メキシコ新外相に前北米担当次官のロベルト・ベラスコ氏が就任
(メキシコ)
メキシコ発
2026年04月13日
メキシコ上院は4月8日、メキシコの新外相に、ロベルト・ベラスコ・アルバレス前北米担当次官を任命することを承認した。同決議は、賛成81票、反対30票で可決された。フアン・ラモン・デ・ラ・フエンテ前外相は、健康上の理由により4月1日に最後の公務を行い、クラウディア・シェインバウム大統領がベラスコ氏を新外相に指名していた。上院のアレハンドロ・ムラット・イノホサ外務委員長は、「同氏は外務省で7年以上にわたり途切れることなく勤務し、2018年からは戦略的な要職を歴任している。また、同氏は北米との関係において中心的な交渉役を務め、米国のバイデン前政権およびトランプ政権とのハイレベルな政治対話に参加してきた」と述べ、これにより2国間対話における戦略的な継続性と有効性が確保されると、ベラスコ新外相を評価した。

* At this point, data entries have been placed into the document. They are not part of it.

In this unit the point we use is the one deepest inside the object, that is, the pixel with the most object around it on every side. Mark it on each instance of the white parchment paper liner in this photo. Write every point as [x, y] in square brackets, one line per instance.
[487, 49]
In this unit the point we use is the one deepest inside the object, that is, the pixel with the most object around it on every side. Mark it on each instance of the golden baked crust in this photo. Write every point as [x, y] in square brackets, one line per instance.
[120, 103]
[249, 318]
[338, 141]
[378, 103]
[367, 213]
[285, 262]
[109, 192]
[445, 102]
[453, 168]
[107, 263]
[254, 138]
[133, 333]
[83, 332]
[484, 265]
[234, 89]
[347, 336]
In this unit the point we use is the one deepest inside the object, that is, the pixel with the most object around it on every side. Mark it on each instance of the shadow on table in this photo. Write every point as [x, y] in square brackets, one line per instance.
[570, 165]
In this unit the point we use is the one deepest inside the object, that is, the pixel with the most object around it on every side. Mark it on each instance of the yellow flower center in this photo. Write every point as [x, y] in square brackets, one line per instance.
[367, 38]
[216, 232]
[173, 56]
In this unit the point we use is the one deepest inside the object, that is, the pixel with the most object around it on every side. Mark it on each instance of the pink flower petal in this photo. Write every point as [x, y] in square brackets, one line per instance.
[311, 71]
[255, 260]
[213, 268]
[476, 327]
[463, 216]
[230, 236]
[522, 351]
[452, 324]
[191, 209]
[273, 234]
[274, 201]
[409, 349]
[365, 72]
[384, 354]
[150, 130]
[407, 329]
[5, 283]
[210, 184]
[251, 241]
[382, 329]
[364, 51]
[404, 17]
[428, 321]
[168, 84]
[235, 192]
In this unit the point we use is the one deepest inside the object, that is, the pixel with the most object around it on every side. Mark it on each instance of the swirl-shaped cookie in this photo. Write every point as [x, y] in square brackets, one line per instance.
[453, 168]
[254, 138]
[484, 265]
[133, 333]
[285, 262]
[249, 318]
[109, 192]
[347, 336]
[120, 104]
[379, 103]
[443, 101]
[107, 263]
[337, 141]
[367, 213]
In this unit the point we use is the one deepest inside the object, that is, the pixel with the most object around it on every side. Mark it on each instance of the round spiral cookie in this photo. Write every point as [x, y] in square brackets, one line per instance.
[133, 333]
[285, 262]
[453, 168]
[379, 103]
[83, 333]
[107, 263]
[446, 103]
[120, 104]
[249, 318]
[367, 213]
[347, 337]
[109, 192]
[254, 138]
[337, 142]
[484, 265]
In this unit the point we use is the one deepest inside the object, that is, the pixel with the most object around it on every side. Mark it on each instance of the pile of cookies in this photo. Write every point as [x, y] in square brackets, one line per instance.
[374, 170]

ベラスコ新外相は現在38歳で、イベロアメリカ大学で法学学士を取得した後、米国シカゴ大学で公共政策の修士号を取得した。メキシコ市議会での活動や経済省傘下のプロメヒコ(注)での勤務後、2018年に外務省の広報局長を務め、2020年6月より外務省で北米担当次官を務めた。ベラスコ新外相は、自身のX(旧Twitter)で「われわれの外交は国民のためであり、その中には経済成長、雇用創出、貧困削減、「(シェインバウム大統領が掲げる)分かち合う繁栄」の構築を可能にする国際的な環境の整備が含まれる。外交政策の最優先事項は、国外で生活し、働き、人生を築いている何百万人ものメキシコ人である」と強調した。また、「対話は外交の核心である」とし、シェインバウム大統領の協調路線に賛同する姿勢を示した。
(注)メキシコ産品の輸出促進、メキシコへの投資誘致プロモーションを担当していた貿易投資促進機関。2019年5月に廃止された(2018年12月25日記事参照)。